In aggiunta, Unicredit beneficia insieme a tutti gli altri titoli bancari dell’aumento dei rendimenti dei titoli di Stato. Le banche sono il settore più performante in Europa del 2021 in quanto beneficiano tradizionale di rendimenti più elevati e guardando all’ultimo mese sono uno dei pochi settori, insieme a quello energy, a essere riusciti a salire nonostante il sell-off generale.

Cambio di rotta di Orcel convince gli investitori

L’impronta data dal nuovo ceo Andrea Orcel, che ha aperto all’M&A se fatto nell’ottica di acceleratore della strategia di crescita, ha convinto gli investitori. Ufficialmente al timone di Unicredit da metà aprile, Andrea Orcel ha già impresso un deciso cambio di rotta a livello di scelte strategiche. Il nuovo ceo ha proceduto in maniera spedita verso una semplificazione della struttura del gruppo. Inoltre si è deciso di posizionare l’Italia come geografia autonoma, riflettendone l’importanza cruciale per il Gruppo. E’ nata la divisione digital e la divisione di Wealth Management & Private Banking in Italia.

In virtù della semplificazione, snellimento e rafforzamento dei processi voluto da Orcel, la banca di piazza Gae Aulenti ha deciso anche di anticipare di circa una settimana la presentazione dei conti trimestrali. Il prossimo test sarà il 27 ottobre con i conti del terzo trimestre e stando a recenti rumor stampa l’intenzione di Orcel sarebbe quella di risolvere la matassa Mps prima di tale data.

Attesa per conti 3° trimestre

Cosa aspettarsi dai conti trimestrali? In attesa del consensus degli analisti che la banca pubblica sul proprio sito almeno una settimana prima dei conti, oggi gli analisti di Equita hanno fatto il punto su Unicredit alzando del 7% le stime per l’intero 2021. In una recente call tenuta da Unicredit con gli analisti, il to management si è detto molto fiducioso nel ribadire la guidance di un utile netto sottostante di oltre 3 miliardi, ricavi totali per circa 17,1 mld, costi operativi sostanzialmente allineati al livello del 2019 (9,9 mld)

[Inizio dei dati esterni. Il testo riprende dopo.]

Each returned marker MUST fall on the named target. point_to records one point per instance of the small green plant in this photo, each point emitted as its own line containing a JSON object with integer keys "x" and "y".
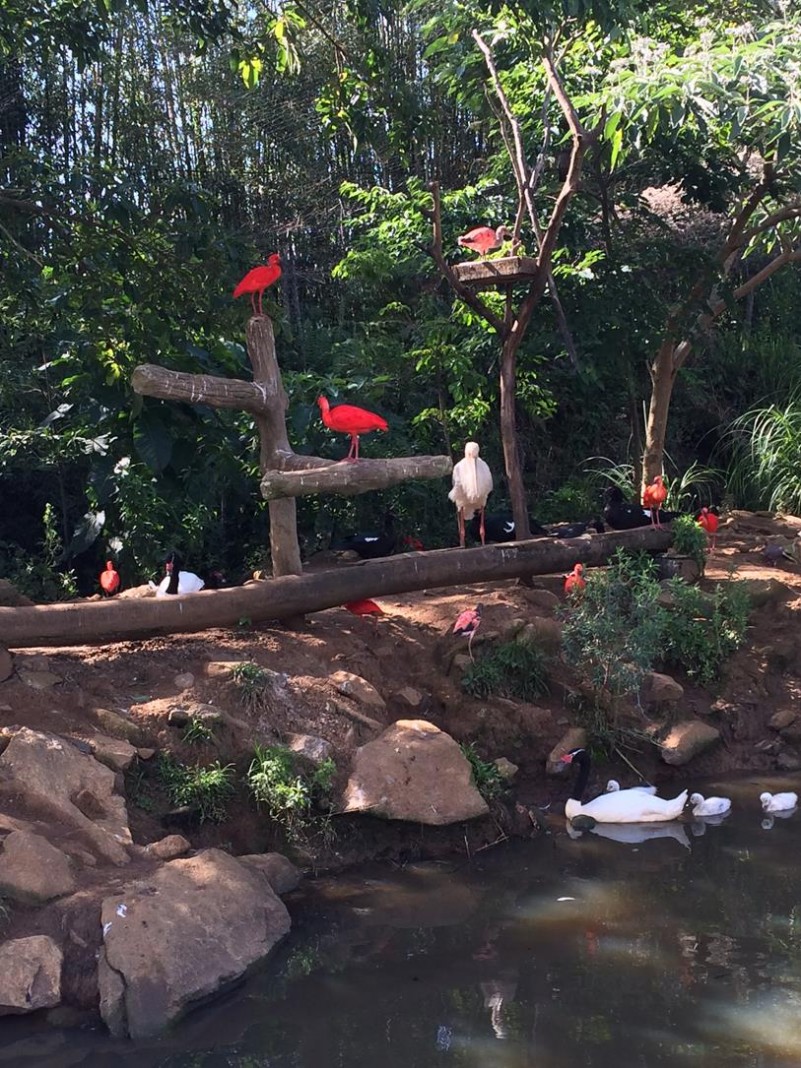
{"x": 287, "y": 795}
{"x": 253, "y": 684}
{"x": 615, "y": 632}
{"x": 508, "y": 670}
{"x": 206, "y": 788}
{"x": 704, "y": 629}
{"x": 689, "y": 539}
{"x": 198, "y": 733}
{"x": 487, "y": 778}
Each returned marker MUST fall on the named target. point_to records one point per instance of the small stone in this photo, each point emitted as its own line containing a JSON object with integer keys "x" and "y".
{"x": 168, "y": 848}
{"x": 506, "y": 769}
{"x": 40, "y": 679}
{"x": 359, "y": 689}
{"x": 782, "y": 719}
{"x": 177, "y": 718}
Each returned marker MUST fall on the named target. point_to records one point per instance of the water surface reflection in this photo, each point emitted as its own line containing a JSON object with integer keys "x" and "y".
{"x": 675, "y": 947}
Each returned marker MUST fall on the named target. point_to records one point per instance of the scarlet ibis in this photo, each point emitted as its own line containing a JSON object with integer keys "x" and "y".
{"x": 500, "y": 527}
{"x": 709, "y": 521}
{"x": 176, "y": 580}
{"x": 622, "y": 516}
{"x": 258, "y": 279}
{"x": 467, "y": 624}
{"x": 484, "y": 239}
{"x": 373, "y": 545}
{"x": 472, "y": 484}
{"x": 109, "y": 579}
{"x": 574, "y": 582}
{"x": 654, "y": 497}
{"x": 348, "y": 419}
{"x": 364, "y": 607}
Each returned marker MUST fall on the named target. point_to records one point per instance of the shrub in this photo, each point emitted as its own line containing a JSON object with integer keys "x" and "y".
{"x": 614, "y": 633}
{"x": 704, "y": 629}
{"x": 287, "y": 795}
{"x": 487, "y": 778}
{"x": 206, "y": 788}
{"x": 508, "y": 670}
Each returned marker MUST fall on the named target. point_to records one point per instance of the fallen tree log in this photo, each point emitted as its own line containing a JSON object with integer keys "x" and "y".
{"x": 92, "y": 623}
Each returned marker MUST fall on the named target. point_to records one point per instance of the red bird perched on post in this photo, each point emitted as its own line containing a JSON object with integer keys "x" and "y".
{"x": 257, "y": 280}
{"x": 467, "y": 623}
{"x": 109, "y": 579}
{"x": 348, "y": 419}
{"x": 654, "y": 497}
{"x": 709, "y": 521}
{"x": 484, "y": 239}
{"x": 574, "y": 582}
{"x": 364, "y": 607}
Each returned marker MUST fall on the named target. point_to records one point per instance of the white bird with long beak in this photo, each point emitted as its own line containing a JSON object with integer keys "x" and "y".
{"x": 472, "y": 484}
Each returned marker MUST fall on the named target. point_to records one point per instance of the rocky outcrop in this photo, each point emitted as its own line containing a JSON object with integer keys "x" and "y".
{"x": 45, "y": 773}
{"x": 413, "y": 771}
{"x": 189, "y": 930}
{"x": 32, "y": 870}
{"x": 686, "y": 740}
{"x": 30, "y": 974}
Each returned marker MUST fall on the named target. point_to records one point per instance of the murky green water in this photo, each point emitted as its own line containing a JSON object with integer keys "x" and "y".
{"x": 682, "y": 949}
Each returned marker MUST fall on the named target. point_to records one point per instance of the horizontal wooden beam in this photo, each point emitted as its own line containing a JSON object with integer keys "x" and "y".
{"x": 97, "y": 623}
{"x": 302, "y": 475}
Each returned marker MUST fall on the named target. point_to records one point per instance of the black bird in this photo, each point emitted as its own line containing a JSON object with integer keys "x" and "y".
{"x": 576, "y": 530}
{"x": 500, "y": 527}
{"x": 370, "y": 546}
{"x": 622, "y": 516}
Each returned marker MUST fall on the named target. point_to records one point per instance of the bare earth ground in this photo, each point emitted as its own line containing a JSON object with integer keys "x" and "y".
{"x": 408, "y": 647}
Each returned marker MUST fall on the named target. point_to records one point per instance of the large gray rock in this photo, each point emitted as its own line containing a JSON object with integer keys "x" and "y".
{"x": 30, "y": 974}
{"x": 686, "y": 740}
{"x": 413, "y": 771}
{"x": 190, "y": 929}
{"x": 46, "y": 773}
{"x": 32, "y": 870}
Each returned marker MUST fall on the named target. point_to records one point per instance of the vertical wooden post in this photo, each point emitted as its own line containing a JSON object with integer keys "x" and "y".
{"x": 284, "y": 549}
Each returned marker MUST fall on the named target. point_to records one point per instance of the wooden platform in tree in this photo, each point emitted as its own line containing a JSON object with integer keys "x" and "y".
{"x": 490, "y": 273}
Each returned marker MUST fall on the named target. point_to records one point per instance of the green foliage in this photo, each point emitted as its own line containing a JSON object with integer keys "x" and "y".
{"x": 286, "y": 794}
{"x": 508, "y": 670}
{"x": 766, "y": 443}
{"x": 253, "y": 684}
{"x": 614, "y": 633}
{"x": 487, "y": 778}
{"x": 205, "y": 788}
{"x": 689, "y": 538}
{"x": 198, "y": 733}
{"x": 704, "y": 629}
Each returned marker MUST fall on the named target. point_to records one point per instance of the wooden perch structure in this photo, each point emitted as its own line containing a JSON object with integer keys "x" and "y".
{"x": 95, "y": 623}
{"x": 491, "y": 273}
{"x": 284, "y": 473}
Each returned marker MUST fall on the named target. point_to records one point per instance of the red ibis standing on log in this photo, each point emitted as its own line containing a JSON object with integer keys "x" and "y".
{"x": 348, "y": 419}
{"x": 472, "y": 484}
{"x": 654, "y": 497}
{"x": 484, "y": 239}
{"x": 257, "y": 280}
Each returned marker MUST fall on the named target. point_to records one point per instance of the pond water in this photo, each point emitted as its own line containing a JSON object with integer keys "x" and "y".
{"x": 679, "y": 949}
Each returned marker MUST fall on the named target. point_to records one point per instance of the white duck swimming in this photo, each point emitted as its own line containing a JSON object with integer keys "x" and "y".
{"x": 709, "y": 806}
{"x": 619, "y": 806}
{"x": 613, "y": 786}
{"x": 778, "y": 802}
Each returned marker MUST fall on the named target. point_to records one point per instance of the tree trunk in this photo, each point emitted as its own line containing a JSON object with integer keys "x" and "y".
{"x": 289, "y": 597}
{"x": 663, "y": 372}
{"x": 508, "y": 436}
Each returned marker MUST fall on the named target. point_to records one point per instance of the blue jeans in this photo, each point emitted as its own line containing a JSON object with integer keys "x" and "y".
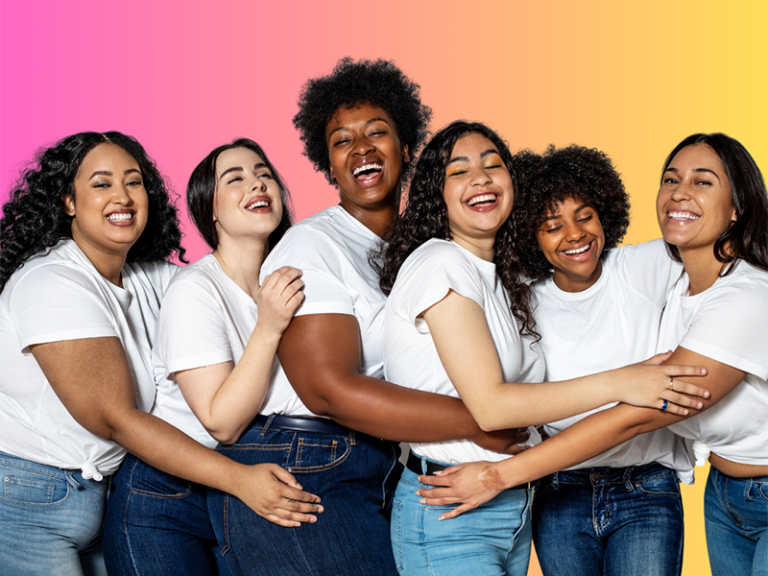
{"x": 612, "y": 521}
{"x": 736, "y": 517}
{"x": 491, "y": 540}
{"x": 50, "y": 520}
{"x": 157, "y": 524}
{"x": 351, "y": 474}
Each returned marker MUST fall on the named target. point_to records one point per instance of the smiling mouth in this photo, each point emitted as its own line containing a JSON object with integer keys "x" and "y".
{"x": 482, "y": 200}
{"x": 682, "y": 216}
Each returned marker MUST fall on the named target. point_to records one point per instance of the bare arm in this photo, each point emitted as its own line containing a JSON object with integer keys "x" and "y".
{"x": 320, "y": 354}
{"x": 225, "y": 398}
{"x": 467, "y": 351}
{"x": 92, "y": 379}
{"x": 478, "y": 482}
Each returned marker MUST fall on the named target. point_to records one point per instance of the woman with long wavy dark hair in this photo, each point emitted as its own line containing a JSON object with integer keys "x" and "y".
{"x": 458, "y": 322}
{"x": 712, "y": 208}
{"x": 83, "y": 246}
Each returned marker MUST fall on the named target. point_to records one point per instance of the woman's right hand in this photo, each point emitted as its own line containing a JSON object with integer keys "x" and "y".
{"x": 653, "y": 384}
{"x": 279, "y": 296}
{"x": 274, "y": 494}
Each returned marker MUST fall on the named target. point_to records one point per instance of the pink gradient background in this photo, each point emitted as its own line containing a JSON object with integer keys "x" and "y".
{"x": 182, "y": 78}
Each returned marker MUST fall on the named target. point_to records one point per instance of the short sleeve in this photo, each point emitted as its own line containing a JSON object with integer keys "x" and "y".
{"x": 647, "y": 269}
{"x": 324, "y": 269}
{"x": 55, "y": 303}
{"x": 729, "y": 326}
{"x": 429, "y": 274}
{"x": 192, "y": 330}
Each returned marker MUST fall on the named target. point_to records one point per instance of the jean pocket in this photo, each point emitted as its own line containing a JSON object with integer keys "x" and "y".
{"x": 666, "y": 485}
{"x": 318, "y": 452}
{"x": 32, "y": 489}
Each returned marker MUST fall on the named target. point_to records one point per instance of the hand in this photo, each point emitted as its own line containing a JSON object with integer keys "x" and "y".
{"x": 647, "y": 384}
{"x": 470, "y": 484}
{"x": 503, "y": 441}
{"x": 278, "y": 297}
{"x": 273, "y": 493}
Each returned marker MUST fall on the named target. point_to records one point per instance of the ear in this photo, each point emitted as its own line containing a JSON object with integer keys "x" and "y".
{"x": 69, "y": 204}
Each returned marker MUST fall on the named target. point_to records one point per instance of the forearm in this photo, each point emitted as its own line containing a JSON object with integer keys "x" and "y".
{"x": 241, "y": 395}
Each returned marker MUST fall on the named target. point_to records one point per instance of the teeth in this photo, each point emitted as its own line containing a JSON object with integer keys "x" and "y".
{"x": 682, "y": 216}
{"x": 482, "y": 198}
{"x": 364, "y": 167}
{"x": 578, "y": 250}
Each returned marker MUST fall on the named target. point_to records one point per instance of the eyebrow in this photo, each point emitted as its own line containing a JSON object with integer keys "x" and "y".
{"x": 707, "y": 170}
{"x": 371, "y": 121}
{"x": 256, "y": 166}
{"x": 466, "y": 159}
{"x": 108, "y": 173}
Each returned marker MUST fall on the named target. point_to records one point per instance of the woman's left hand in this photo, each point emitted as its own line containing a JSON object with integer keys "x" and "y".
{"x": 470, "y": 485}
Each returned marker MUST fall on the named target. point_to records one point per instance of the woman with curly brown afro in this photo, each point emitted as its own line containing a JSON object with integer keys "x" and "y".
{"x": 329, "y": 408}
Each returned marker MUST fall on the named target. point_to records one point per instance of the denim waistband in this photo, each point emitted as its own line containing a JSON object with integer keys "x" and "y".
{"x": 74, "y": 478}
{"x": 606, "y": 475}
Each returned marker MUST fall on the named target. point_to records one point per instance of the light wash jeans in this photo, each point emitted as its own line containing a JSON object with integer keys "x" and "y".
{"x": 50, "y": 520}
{"x": 736, "y": 517}
{"x": 609, "y": 521}
{"x": 492, "y": 540}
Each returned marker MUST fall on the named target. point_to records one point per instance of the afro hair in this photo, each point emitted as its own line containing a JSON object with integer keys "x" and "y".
{"x": 585, "y": 174}
{"x": 380, "y": 83}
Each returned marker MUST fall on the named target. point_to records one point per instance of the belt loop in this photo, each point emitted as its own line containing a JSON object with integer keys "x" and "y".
{"x": 267, "y": 424}
{"x": 747, "y": 490}
{"x": 628, "y": 478}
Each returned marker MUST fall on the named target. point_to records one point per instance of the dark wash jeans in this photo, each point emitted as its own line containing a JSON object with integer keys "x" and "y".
{"x": 353, "y": 474}
{"x": 158, "y": 525}
{"x": 609, "y": 521}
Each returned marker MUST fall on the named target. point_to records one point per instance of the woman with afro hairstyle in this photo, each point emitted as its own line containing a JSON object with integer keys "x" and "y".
{"x": 328, "y": 408}
{"x": 712, "y": 208}
{"x": 217, "y": 335}
{"x": 458, "y": 322}
{"x": 83, "y": 246}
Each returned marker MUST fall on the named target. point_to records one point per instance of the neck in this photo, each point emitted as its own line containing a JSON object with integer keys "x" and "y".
{"x": 702, "y": 267}
{"x": 108, "y": 264}
{"x": 241, "y": 260}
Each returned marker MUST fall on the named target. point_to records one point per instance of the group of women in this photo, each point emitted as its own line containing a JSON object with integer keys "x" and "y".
{"x": 261, "y": 392}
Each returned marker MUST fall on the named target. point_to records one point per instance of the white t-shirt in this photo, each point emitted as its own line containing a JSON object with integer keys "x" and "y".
{"x": 206, "y": 319}
{"x": 331, "y": 248}
{"x": 613, "y": 323}
{"x": 58, "y": 296}
{"x": 727, "y": 323}
{"x": 410, "y": 357}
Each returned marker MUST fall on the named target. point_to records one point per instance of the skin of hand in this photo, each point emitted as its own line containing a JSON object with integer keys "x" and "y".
{"x": 320, "y": 354}
{"x": 460, "y": 331}
{"x": 92, "y": 379}
{"x": 226, "y": 398}
{"x": 582, "y": 441}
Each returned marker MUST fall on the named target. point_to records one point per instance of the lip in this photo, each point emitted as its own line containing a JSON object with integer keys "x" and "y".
{"x": 370, "y": 179}
{"x": 261, "y": 209}
{"x": 581, "y": 256}
{"x": 122, "y": 223}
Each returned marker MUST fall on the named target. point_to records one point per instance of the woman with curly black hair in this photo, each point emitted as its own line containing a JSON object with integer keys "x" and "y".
{"x": 457, "y": 292}
{"x": 83, "y": 247}
{"x": 328, "y": 407}
{"x": 712, "y": 208}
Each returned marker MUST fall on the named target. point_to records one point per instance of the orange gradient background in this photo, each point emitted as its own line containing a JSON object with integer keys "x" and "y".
{"x": 632, "y": 79}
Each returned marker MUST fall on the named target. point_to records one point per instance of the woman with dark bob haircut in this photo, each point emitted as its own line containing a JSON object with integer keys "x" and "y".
{"x": 215, "y": 348}
{"x": 456, "y": 292}
{"x": 83, "y": 243}
{"x": 712, "y": 208}
{"x": 574, "y": 213}
{"x": 328, "y": 407}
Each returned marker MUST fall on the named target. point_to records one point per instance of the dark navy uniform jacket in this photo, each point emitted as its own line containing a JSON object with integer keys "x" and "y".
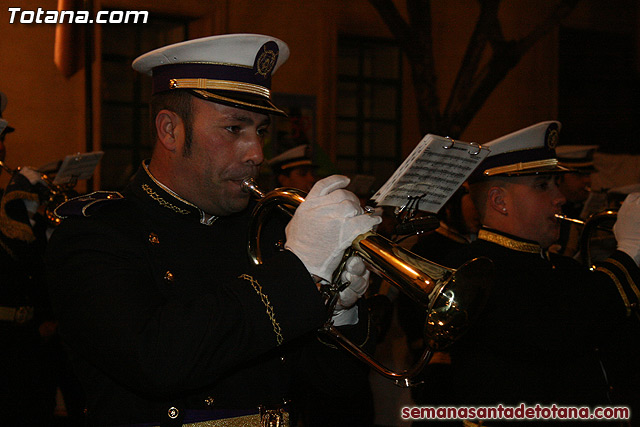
{"x": 538, "y": 337}
{"x": 160, "y": 310}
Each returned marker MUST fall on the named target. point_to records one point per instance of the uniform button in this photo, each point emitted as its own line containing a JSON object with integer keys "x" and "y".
{"x": 173, "y": 412}
{"x": 168, "y": 276}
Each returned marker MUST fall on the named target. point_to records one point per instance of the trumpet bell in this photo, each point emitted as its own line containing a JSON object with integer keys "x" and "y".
{"x": 452, "y": 298}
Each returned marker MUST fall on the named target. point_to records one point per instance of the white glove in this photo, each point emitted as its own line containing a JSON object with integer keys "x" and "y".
{"x": 356, "y": 273}
{"x": 32, "y": 175}
{"x": 325, "y": 224}
{"x": 627, "y": 227}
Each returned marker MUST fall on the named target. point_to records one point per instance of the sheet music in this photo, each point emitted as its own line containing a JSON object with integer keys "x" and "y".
{"x": 430, "y": 175}
{"x": 77, "y": 166}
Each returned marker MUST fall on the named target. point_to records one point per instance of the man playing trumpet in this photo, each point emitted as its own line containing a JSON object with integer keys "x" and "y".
{"x": 165, "y": 316}
{"x": 536, "y": 341}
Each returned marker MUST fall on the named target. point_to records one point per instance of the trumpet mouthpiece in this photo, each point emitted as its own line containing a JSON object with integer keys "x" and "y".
{"x": 250, "y": 186}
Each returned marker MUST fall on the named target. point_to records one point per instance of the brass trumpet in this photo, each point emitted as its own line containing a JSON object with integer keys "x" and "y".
{"x": 452, "y": 298}
{"x": 593, "y": 223}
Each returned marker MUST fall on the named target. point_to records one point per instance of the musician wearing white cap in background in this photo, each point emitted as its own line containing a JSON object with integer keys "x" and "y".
{"x": 295, "y": 168}
{"x": 536, "y": 340}
{"x": 166, "y": 317}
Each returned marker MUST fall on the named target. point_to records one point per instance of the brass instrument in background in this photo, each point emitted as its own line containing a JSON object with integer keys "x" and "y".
{"x": 55, "y": 194}
{"x": 451, "y": 298}
{"x": 595, "y": 222}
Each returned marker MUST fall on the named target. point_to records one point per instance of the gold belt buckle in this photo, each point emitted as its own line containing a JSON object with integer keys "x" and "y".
{"x": 23, "y": 314}
{"x": 273, "y": 417}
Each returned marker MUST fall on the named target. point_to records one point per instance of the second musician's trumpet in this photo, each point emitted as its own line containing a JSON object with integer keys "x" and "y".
{"x": 55, "y": 195}
{"x": 451, "y": 298}
{"x": 592, "y": 224}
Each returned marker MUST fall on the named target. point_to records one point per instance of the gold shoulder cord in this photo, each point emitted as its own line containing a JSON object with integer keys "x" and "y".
{"x": 509, "y": 243}
{"x": 265, "y": 300}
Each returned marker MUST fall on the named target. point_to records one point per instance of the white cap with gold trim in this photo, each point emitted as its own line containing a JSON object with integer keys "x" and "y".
{"x": 527, "y": 151}
{"x": 231, "y": 69}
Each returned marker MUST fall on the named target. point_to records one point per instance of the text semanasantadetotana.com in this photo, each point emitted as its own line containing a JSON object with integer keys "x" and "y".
{"x": 520, "y": 412}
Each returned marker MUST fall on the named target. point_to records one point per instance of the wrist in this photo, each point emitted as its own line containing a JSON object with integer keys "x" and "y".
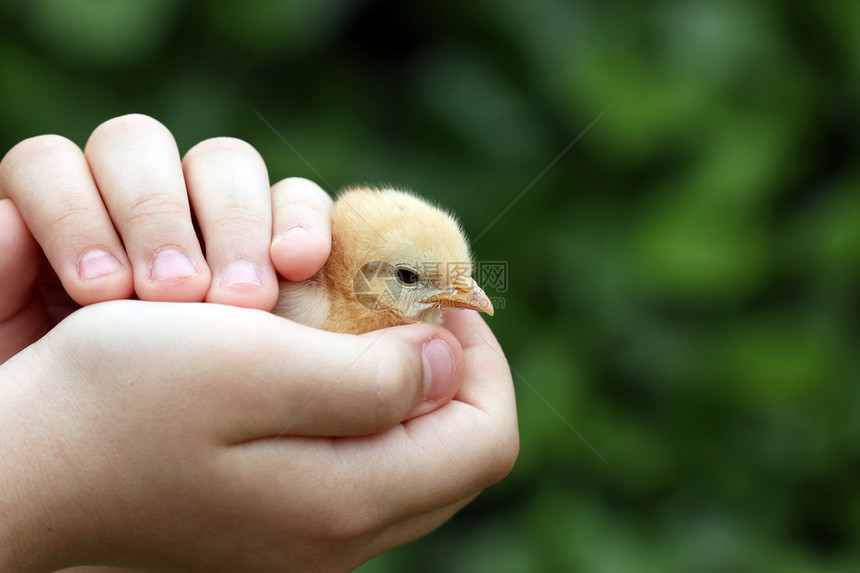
{"x": 31, "y": 537}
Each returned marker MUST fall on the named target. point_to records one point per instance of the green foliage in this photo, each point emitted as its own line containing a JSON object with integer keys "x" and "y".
{"x": 683, "y": 281}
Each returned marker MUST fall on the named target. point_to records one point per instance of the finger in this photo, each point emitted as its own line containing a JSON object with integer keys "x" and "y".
{"x": 301, "y": 231}
{"x": 22, "y": 316}
{"x": 257, "y": 375}
{"x": 475, "y": 433}
{"x": 50, "y": 182}
{"x": 229, "y": 190}
{"x": 454, "y": 452}
{"x": 342, "y": 385}
{"x": 138, "y": 172}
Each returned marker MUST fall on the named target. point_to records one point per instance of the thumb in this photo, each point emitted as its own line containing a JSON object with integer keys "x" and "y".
{"x": 304, "y": 381}
{"x": 22, "y": 315}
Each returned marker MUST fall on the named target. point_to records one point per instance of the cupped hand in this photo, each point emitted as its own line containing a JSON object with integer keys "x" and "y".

Equita per il terzo trimestre dell’anno si attende un margine d’interesse in calo anno su anno ma in leggero miglioramento su base trimestrale a 2,2 mld (+1% t/t), beneficiando da un effetto calendario positivo, a fronte di uno scenario di tassi sostanzialmente invariato. Adesso anche un solido trend delle commissioni (+9% a/a), nonostante l’usuale stagionalità, con il positivo andamento dei mercati che dovrebbe aver sostenuto la dinamica positiva degli AUM. L’utile netto è stimato dalla sim milanese in area 800 mln di euro.

Le nuove stime per l’intero 2021 sono di 3,3 mld di utile e ricavi a 17,6 mld, mentre scende ulteriormente il CoR (costo del rischio) da 53 a 48bps. “In attesa dei risultati 3Q21 e del piano che sarà presumibilmente presentato entro l`anno, confermiamo sostanzialmente le stime 2022-23 e alziamo il TP dell’1% a 13,2 euro”, conclude Equita che ha rating buy su Unicredit.

In generale tra gli analisti continuano a prevalere i Buy sul titolo Unicredit, che sono pari al 50% del totale (sei mesi fa prima dei conti del 1° trimestre erano solo il 30%); il 42,9% dice Hold mentre il 7,1% dice Sell. Il prezzo obiettivo medio è di 12,1 euro, ossia il 4 per cento sopra i livelli a cui viaggia attualmente il titolo.